Par
Lisa Rodrigues
Publié le
12 mai 2026 à 16h04
Depuis plusieurs jours, l’hantavirus est sur toutes les lèvres. Un foyer de cette maladie, principalement transmise à l’Homme par des rongeurs, s’est déclaré sur le bateau de croisière MV Hondius. Trois personnes en sont mortes et plusieurs autres passagers ont été contrôlés positifs à l’hantavirus, dont une Française hospitalisée à Paris. Lundi 11 mai, la ministre de la Santé Stéphanie Rist faisait état de 22 cas contacts en France. Mardi 12 mai, un nouveau cas contact, un homme, s’est fait connaître avant d’être transféré au CHU de Rennes.
L’hantavirus n’est pourtant pas une maladie nouvelle : des cas ont été signalés ces dernières années en France, et même en Isère.
Une dizaine de cas isérois
Ainsi, selon les données de Santé Publique France, depuis 2005, neuf cas d’hantavirus ont été remontés aux autorités sanitaires en Isère, le dernier datant de 2024.
Contactée pour connaître les modalités de prise en charge de ces patients (et celles potentiellement mises en place si un cas se déclarait dans la région), l’ARS Auvergne-Rhône-Alpes renvoie actu Grenoble vers les services du ministère de la Santé, qui n’ont pas encore répondu à nos sollicitations.
D’après les recherches de la rédaction, la quasi-totalité des patients détectés ces dernières années en Isère ont été testés positifs au virus de Puumala, un hantavirus bien moins virulent que la souche des Andes dont souffrent les malades du MV Hondius.
L’un de ces patients – contaminé en 2014 et habitant la petite commune de Le Moutaret à la limite de la Savoie – a fait l’objet d’un article scientifique. Il aurait été contaminé après des travaux en milieu rural et exposé à une souche initialement détectée dans le Jura.
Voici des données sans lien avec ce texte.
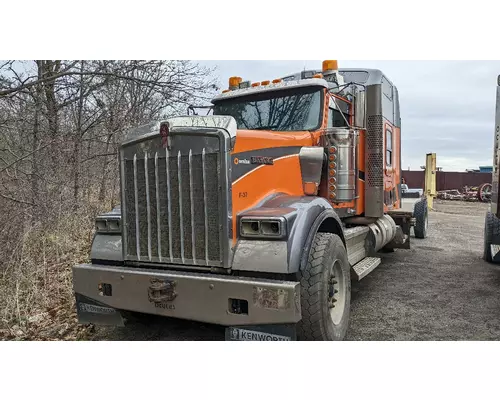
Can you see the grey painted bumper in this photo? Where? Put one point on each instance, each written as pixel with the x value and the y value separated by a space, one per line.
pixel 192 296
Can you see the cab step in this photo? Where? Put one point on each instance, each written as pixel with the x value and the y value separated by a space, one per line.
pixel 495 253
pixel 365 266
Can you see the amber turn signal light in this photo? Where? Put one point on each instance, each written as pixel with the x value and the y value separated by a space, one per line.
pixel 310 188
pixel 235 81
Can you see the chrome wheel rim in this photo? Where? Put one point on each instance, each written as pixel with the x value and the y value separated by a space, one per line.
pixel 336 292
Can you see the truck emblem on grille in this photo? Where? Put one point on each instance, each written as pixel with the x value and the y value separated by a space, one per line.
pixel 259 160
pixel 161 290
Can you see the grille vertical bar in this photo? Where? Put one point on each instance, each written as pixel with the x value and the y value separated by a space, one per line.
pixel 136 200
pixel 148 204
pixel 204 175
pixel 169 206
pixel 181 219
pixel 173 202
pixel 191 200
pixel 158 210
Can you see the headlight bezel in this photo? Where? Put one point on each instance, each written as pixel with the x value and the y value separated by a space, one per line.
pixel 108 224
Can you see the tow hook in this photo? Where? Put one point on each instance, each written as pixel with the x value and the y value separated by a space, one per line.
pixel 161 291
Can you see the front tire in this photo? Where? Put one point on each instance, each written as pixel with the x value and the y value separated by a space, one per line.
pixel 325 283
pixel 491 234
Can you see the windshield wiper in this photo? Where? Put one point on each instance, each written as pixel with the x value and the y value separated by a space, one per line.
pixel 265 128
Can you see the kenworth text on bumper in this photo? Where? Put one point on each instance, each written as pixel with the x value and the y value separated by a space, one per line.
pixel 257 216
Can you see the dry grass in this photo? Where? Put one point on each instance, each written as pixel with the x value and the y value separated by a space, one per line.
pixel 36 297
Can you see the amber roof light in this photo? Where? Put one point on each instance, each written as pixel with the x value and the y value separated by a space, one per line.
pixel 330 65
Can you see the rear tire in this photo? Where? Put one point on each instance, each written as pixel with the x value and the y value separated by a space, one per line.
pixel 325 288
pixel 421 214
pixel 491 234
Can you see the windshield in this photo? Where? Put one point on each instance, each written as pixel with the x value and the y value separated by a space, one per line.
pixel 278 111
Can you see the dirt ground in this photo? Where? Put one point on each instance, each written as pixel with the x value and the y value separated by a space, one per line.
pixel 441 289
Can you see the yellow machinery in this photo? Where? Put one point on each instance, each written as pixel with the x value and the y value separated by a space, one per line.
pixel 430 179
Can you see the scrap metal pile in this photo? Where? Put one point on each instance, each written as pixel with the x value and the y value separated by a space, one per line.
pixel 481 193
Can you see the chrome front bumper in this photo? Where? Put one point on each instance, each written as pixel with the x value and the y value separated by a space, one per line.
pixel 103 291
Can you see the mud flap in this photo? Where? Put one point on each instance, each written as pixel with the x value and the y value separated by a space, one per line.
pixel 495 253
pixel 262 333
pixel 92 312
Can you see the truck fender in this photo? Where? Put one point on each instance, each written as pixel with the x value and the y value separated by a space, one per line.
pixel 318 216
pixel 305 216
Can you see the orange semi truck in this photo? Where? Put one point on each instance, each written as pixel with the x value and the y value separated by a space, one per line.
pixel 258 216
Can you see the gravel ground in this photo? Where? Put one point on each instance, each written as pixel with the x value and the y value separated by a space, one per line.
pixel 441 289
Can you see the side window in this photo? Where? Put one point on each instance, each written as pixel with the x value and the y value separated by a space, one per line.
pixel 388 147
pixel 337 118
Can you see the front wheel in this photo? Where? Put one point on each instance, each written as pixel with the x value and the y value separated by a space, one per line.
pixel 325 283
pixel 491 235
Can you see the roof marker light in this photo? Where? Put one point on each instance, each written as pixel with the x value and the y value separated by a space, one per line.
pixel 330 65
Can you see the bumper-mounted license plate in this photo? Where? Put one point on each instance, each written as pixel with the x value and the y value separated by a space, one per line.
pixel 262 333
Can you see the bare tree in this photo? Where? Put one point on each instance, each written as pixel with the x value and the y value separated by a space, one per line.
pixel 61 124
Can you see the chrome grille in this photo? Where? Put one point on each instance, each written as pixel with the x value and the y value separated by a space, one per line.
pixel 172 205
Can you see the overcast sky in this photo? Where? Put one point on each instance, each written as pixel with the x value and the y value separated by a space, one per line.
pixel 447 107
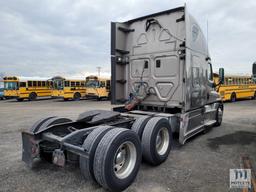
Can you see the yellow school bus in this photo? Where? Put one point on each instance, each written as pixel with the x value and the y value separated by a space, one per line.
pixel 97 88
pixel 236 87
pixel 26 88
pixel 68 88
Les gestes de prévention contre l’hantavirus
En France, le virus Puumala est l’hantavirus le plus courant. Pour limiter son exposition à cette maladie, il est notamment recommandé :
• D’éviter les expositions aux rongeurs et à leurs déjections,
• De mettre un pansement étanche sur les plaies et de porter un masque FFP2 en cas de manipulation de bois ou de travail en forêt,
• D’aérer et d’asperger d’eau des locaux longtemps fermés et susceptibles d’avoir abrité des rongeurs avant de les nettoyer (en portant un masque FFP2),
• D’éliminer les abris utilisables par les rongeurs.
L’Isère comme département endémique de la maladie en France
Depuis environ une dizaine d’années, l’Isère est donc considérée par le Centre national de référence des hantavirus (dépendant de l’Institut Pasteur) comme un département dit endémique du Puumala en France. La majorité des territoires du Nord-Est est aussi concernée.
Entre janvier et mars 2026, 19 patients français ont été testés positifs à l’hantavirus, dont 4 ont été exposés au Luxembourg ou en Belgique. Aucun n’a été détecté en Auvergne-Rhône-Alpes.
Concernant le foyer actuel d’hantavirus du MV Hondius, les autorités n’ont pas, pour le moment, fait état d’un patient ou d’un cas contact originaire de l’Isère ou de la région.